Como era de costume pai e filho, à noitinha, colocavam a conversa em dia.
- Bernabeu me disse que tem algum animal atacando o gado meu pai, o que acha que devemos fazer em relação a isso?
- Deixe o pobre bicho Orlando, ele apenas deve estar com fome. – respondeu o velho baforando seu cigarro sem sequer olhar para ele.
- Mas pai, ele tem matado várias cabeças, estamos tendo prejuízo, precisamos fazer alguma coisa, as coisas não podem ficar assim.
- Que prejuízo filho? Temos centenas de cabeças, uma a mais ou uma a menos não faz diferença pra gente não.
- Olha meu pai, o senhor me desculpe, mas não vou deixar isso assim não, amanhã mesmo vou organizar a peonada e vamos montar uma tocaia pra pegar esse bicho. Nossos bois ele não vai comer mais não... – retrucou o jovem, visivelmente irritado com a displicência do pai.
- Mas pra quê filho? Deixa o bicho ora essa, temos muito gado, deixe o pobre bicho...

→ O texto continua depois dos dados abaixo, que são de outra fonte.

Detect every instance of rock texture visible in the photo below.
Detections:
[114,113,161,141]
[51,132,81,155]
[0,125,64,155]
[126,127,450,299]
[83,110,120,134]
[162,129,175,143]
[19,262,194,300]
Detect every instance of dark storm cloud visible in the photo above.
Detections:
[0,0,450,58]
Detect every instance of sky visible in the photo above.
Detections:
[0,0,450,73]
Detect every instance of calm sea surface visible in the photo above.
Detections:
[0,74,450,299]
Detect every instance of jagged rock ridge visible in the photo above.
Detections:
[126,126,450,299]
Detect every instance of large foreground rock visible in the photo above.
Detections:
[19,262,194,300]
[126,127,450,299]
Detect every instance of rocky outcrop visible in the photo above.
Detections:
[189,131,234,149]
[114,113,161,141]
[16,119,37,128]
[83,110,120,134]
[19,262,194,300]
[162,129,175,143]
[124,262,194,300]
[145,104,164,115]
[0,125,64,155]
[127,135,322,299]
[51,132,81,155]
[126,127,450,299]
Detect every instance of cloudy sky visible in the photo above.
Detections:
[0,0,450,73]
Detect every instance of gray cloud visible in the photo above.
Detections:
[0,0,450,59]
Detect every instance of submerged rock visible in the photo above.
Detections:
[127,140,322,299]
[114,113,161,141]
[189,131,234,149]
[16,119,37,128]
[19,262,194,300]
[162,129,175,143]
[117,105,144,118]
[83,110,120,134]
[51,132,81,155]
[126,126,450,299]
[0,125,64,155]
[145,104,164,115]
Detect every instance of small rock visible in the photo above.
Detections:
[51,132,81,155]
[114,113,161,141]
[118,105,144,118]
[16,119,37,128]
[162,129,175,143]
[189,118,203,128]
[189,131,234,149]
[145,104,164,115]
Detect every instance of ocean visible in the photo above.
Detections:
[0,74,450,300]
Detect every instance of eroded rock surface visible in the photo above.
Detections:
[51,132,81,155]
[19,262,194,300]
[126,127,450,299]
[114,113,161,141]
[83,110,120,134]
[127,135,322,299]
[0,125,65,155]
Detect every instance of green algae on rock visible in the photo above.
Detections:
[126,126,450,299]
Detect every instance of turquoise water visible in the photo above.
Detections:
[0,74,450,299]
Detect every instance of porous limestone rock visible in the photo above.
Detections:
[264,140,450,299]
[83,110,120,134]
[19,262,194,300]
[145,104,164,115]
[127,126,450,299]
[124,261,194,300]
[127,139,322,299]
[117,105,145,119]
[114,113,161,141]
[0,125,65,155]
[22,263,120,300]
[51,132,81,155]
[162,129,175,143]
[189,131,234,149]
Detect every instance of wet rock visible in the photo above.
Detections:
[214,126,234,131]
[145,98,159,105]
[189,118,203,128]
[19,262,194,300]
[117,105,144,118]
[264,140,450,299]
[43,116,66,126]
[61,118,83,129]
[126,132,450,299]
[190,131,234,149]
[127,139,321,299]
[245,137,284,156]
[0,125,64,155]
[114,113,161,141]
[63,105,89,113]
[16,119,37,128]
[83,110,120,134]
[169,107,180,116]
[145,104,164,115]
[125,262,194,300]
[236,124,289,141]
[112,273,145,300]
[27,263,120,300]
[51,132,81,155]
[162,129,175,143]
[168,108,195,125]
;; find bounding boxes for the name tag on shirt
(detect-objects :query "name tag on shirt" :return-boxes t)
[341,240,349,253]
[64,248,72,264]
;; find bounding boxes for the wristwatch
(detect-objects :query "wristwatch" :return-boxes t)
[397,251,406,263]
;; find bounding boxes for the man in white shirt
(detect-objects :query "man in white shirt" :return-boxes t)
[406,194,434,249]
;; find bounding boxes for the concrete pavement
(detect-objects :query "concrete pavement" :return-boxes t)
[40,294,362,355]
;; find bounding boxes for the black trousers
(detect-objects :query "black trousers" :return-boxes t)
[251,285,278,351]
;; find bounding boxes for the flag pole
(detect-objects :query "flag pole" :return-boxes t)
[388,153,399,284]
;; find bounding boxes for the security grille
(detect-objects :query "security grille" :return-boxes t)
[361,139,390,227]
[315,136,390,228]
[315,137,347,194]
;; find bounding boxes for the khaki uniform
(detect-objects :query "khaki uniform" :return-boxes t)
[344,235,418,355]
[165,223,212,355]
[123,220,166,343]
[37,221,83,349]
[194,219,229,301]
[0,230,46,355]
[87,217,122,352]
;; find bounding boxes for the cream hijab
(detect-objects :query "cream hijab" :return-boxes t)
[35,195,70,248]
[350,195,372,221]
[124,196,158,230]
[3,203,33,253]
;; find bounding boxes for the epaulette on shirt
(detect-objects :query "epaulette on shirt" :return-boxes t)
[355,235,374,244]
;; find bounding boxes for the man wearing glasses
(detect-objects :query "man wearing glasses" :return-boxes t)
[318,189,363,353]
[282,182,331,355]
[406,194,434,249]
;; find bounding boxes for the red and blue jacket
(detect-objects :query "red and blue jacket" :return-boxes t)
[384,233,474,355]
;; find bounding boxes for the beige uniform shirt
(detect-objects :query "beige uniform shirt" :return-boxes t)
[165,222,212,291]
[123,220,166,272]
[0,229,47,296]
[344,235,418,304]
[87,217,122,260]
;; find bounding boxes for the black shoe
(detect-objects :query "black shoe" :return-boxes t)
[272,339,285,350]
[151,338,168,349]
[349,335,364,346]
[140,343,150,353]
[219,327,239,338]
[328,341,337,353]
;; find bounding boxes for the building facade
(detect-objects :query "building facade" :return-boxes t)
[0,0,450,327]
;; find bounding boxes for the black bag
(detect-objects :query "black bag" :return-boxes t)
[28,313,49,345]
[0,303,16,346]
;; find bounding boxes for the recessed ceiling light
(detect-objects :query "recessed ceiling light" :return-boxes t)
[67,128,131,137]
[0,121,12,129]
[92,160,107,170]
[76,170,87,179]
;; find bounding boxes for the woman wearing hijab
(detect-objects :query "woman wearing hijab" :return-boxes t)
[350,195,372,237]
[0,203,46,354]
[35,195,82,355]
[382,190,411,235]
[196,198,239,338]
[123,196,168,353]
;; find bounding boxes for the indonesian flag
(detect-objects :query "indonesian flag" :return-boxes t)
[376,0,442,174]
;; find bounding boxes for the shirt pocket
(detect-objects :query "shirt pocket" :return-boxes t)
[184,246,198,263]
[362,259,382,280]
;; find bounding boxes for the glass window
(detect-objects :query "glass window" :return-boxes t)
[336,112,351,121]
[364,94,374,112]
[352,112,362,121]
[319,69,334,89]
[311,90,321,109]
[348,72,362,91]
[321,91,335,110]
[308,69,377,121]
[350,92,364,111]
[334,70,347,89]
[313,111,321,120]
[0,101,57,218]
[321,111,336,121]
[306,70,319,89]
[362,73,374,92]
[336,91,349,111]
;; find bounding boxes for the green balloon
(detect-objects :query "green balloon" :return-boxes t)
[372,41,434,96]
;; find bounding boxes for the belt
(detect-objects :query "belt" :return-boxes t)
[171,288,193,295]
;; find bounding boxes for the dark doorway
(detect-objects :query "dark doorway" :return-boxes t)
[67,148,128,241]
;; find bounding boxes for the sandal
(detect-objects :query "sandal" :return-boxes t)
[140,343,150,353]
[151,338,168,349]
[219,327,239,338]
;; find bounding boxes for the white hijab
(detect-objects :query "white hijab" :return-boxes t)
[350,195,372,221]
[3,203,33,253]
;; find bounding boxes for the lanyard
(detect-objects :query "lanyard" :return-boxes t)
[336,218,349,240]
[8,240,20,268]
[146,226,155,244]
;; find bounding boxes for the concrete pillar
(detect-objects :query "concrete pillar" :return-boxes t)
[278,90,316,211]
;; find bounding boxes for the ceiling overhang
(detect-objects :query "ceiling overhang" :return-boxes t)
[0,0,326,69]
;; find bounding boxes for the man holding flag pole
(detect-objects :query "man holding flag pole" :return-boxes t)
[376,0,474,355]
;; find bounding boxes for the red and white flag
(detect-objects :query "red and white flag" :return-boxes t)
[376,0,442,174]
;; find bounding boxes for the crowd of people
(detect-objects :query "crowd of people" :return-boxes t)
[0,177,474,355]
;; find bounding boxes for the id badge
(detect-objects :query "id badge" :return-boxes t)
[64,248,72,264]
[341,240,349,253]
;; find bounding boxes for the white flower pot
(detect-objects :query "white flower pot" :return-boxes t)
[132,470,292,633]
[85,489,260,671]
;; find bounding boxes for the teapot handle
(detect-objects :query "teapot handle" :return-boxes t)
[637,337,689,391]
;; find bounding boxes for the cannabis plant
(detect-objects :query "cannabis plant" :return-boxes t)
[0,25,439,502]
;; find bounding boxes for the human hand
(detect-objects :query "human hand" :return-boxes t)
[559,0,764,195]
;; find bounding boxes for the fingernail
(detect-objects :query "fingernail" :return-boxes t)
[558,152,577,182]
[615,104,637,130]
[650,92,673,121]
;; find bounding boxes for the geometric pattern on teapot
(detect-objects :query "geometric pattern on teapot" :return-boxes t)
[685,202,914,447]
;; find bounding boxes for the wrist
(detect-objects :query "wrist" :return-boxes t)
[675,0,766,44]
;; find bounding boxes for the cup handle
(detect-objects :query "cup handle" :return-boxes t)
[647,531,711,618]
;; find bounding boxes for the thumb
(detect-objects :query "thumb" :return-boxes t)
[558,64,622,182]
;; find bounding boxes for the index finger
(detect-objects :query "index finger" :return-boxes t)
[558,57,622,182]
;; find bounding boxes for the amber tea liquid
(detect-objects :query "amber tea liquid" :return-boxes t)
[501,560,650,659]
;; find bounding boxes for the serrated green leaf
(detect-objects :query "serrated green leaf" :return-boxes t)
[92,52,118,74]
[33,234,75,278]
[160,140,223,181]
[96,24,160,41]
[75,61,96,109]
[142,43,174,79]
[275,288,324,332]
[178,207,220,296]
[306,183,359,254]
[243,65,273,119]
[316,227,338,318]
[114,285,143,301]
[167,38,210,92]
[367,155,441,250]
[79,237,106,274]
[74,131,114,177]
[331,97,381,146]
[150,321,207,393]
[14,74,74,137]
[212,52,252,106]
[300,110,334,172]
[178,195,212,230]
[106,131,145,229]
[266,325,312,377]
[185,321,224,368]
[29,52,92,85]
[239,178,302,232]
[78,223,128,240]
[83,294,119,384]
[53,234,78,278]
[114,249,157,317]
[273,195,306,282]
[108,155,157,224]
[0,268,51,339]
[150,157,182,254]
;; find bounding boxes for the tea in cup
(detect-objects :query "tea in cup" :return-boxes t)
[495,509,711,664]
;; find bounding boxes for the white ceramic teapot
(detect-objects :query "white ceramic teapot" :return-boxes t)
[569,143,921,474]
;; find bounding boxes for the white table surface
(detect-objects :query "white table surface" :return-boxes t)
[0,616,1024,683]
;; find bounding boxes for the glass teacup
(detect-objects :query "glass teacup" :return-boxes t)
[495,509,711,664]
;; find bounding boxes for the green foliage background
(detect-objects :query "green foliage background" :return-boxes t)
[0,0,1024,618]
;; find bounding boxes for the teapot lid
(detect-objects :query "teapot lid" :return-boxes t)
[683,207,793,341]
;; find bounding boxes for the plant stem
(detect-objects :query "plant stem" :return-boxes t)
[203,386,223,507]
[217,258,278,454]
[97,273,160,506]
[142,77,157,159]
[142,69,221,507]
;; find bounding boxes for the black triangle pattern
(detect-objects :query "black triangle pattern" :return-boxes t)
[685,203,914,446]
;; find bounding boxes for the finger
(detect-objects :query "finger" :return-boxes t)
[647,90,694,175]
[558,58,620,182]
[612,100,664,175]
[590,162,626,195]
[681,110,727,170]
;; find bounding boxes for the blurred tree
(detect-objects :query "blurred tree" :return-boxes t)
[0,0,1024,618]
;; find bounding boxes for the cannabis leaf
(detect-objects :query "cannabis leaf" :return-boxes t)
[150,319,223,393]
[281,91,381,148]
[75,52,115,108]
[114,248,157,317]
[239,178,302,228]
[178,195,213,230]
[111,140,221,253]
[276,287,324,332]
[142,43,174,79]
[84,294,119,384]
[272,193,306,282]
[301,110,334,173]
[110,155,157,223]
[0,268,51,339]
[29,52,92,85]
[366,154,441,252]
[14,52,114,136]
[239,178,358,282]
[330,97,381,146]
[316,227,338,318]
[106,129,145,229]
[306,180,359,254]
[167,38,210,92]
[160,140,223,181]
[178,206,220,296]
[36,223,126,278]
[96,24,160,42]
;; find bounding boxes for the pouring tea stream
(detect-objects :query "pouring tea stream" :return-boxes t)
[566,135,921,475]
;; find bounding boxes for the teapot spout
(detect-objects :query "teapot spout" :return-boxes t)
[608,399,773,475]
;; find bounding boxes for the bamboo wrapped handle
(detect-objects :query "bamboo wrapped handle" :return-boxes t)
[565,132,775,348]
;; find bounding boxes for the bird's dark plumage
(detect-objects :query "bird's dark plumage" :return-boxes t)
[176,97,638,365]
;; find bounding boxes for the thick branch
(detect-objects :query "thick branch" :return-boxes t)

- Olha pai, se o senhor não está mais disposto a zelar pela propriedade, eu entendo, mas eu estou e vou fazer o que estiver ao meu alcance para que ela seja a fazenda mais rentável de toda essa região. Esse animal não come mais nenhum boi do nosso pasto não. – concluiu Orlando retirando-se nervosamente da sala.
O pai pouco se importava com a morte periódica de cabeças de gado que ocorriam na fazenda, os funcionários lhe comunicavam o fato, mas ele ouvis tudo sem nada dizer. Parecia não se importar com a situação que já perdurava há alguns meses.
Haviam casos o animal simplesmente desaparecia, em outros, era encontrado às redondezas da propriedade com terríveis marcas. O que causava mais estranheza era que os animais que eram encontrados pareciam ter sido simplesmente mortos por alguma criatura selvagem, mas não comidos por ele, e todos se perguntavam assombrados sobre que tipo de animal faria aquilo.
A decisão tomada pelo filho o preocupara razoavelmente pois tinha um mau pressentimento em relação àquilo. O impulsivo rapaz era a única família que possuía e a idéia de perdê-lo o atormentava.
Orlando, ao saber de tais ocorrências já havia tomado a decisão de caçar a criatura e diante do desleixo de seu pai ele se conscientizou de que, definitivamente, ele não estava mais pleno de suas faculdades mentais. A morte de sua mãe o havia abalado irremediavelmente.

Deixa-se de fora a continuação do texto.